Cast: Jodie Foster, Chow Yun-Fat, Bai Ling, Tom Felton, Syed Alwi, Randall Duk Kim, Keith Chin
The story of Anna Leonowens and King Mongkut of Siam has gone through multiple mutations in 150-plus years. First, there were the diaries of Indian-born British citizen Leonowens (known to be creative, to say the least, about many aspects of her life and story, even her name), recounting her experiences as teacher to the royal children of the King of Siam in the mid-19th century. Then there was Margaret Landon's 1943 novel (a fictionalized retelling of Leonowens' diaries), and in the years following there have been three movies (one animated), a Broadway musical, and a short-lived TV series (can you imagine?). Now we have the romantic epic Anna and the King, starring Jodie Foster as Leonowens and Chow Yun-Fat as King Mongkut.
Jodie Foster has said in interviews about Anna and the King that this film is different because it shows "Asia" from an "Asian perspective," while earlier renderings of the story only cared about Europeans. I would counter that this film is quite concerned with Europeans (or more precisely, white audience stand-ins). In other words, it has made the story more palatable to our 1990s tastes by making Anna flawed (ignorant of local customs and arrogant about her own claim to civilization) and by making gestures toward re-thinking colonial imperialism. When the King's son laments to his Father, "Why do you punish me with Imperialist school teacher?", it's funny now, because we know the downside — to put it mildly — of imperialism. We also know that Anna has much to learn about her high and mighty cultural assumptions (not to mention, she's a Victorian era woman who needs to learn her place within those assumptions).
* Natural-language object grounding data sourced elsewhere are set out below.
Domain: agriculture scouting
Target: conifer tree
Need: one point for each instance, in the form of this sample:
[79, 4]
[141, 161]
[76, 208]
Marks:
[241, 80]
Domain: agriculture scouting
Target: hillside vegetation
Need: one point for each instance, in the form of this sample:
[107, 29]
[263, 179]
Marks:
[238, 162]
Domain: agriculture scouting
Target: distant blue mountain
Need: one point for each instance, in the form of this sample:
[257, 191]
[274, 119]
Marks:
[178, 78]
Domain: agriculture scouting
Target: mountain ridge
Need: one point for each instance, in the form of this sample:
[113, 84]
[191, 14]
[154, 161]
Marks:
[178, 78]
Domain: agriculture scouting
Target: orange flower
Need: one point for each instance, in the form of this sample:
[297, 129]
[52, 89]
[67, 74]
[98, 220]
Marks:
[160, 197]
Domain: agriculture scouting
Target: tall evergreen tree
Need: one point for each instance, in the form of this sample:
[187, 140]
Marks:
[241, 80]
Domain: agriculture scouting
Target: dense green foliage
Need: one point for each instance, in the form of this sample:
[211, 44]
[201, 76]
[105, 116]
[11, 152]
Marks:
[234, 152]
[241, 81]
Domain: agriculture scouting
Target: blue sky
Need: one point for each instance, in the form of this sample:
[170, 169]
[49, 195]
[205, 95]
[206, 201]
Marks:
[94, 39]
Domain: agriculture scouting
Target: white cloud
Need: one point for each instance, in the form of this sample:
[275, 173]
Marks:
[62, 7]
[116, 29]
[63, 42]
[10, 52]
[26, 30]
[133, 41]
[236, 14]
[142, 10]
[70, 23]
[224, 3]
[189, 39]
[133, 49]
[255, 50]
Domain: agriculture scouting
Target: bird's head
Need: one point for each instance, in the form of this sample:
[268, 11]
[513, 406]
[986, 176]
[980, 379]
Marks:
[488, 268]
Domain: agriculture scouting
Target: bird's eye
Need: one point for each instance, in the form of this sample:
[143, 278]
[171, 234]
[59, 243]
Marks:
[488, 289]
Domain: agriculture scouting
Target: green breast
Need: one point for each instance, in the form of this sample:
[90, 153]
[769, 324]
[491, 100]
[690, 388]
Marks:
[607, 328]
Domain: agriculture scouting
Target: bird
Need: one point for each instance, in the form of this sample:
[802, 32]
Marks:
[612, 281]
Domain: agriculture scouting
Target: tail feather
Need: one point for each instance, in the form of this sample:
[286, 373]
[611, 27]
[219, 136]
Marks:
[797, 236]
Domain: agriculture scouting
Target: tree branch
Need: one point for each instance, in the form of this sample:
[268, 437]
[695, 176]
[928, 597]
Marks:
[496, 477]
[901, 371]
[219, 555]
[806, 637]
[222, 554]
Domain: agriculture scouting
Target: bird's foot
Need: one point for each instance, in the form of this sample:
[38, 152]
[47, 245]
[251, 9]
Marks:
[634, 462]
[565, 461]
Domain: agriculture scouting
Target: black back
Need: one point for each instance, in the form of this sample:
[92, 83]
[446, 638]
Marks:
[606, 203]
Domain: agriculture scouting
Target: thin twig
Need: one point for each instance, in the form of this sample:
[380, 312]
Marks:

The boy's line would have been funny at an earlier time for a different reason — because it would seem misguided: an imperialist (read: "civilized") schoolteacher is no punishment! Yet, despite Anna having to rethink her belief that "the English way is the way of the world," we also hear (in a voice-over by King Mongkut's eldest son, King Chulalongkorn, who has taken over the "diarist's" function in this film), that "Anna had shined such a light on Siam." The film implies — none too delicately — that religious freedom, a justice system, and the abolition of slavery were all a direct result of that "light." And, because of his own not-very-repressed desire for Anna, the King apparently comes to understand "for the first time, the superstition that a man could be satisfied with just one woman."